Only to find that she too, has fallen in love with someone else. Oops. Suddenly, Doo-soo is thrown off orbit, with no one dependent on him, and no one interested in playing supplicant to him. So you get more scenes of Doo-soo the Perfect Gentleman becoming Doo-soo the Aggravated Bully. Let’s list what he has done in juz 4 eps: he is constantly wrist grabbing Hong-do, he pulls her forcibly away from Yi-seok, he shoves Hong-do into his car, he pays for her rent (without her consent), and in ep10, he said these ultimate hurting words in her face: he’d rather Hong-do remains “broken”, so that she can only look at him, and he can keep her back in her box (house).

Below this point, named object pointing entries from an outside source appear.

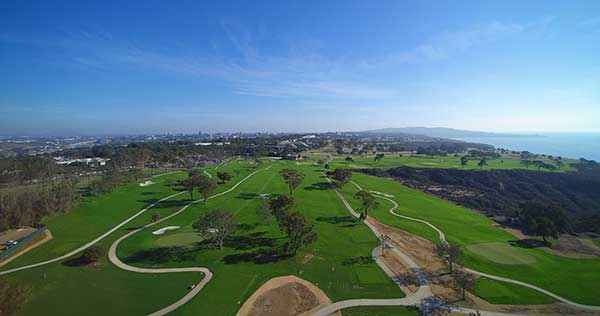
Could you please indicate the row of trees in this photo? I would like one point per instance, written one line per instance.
(218, 225)
(27, 206)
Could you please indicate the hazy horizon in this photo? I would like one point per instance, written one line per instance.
(126, 69)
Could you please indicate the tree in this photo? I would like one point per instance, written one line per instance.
(367, 203)
(298, 230)
(559, 163)
(190, 184)
(526, 163)
(450, 254)
(224, 176)
(542, 219)
(216, 226)
(482, 162)
(432, 306)
(92, 254)
(13, 297)
(341, 176)
(464, 160)
(464, 282)
(545, 227)
(280, 204)
(293, 178)
(206, 186)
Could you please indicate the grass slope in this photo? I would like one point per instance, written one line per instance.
(59, 289)
(507, 293)
(575, 279)
(237, 275)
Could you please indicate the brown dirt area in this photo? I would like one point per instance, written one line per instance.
(42, 238)
(422, 251)
(284, 296)
(565, 246)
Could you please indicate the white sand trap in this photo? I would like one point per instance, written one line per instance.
(164, 229)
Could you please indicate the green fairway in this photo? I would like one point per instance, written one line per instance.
(497, 292)
(247, 260)
(465, 227)
(381, 311)
(178, 240)
(501, 253)
(238, 269)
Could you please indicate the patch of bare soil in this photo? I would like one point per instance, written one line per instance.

Wow. He’d rather have a broken partner who doesn’t grow into her potential, juz so that he can keep her as a pet? (i seriously wanna slap him when he said that) Doo-soo’s opinion of women may have been formed due to years of mothers, sisters, aunts and grandmas coddling him and placing him on a pedestal — being first in line and all. But since he claimed to have “broken free” from the rigidity of his traditional family, you’d have thought he’d revised his impression of women paying natural servitude to him. Apparently, not.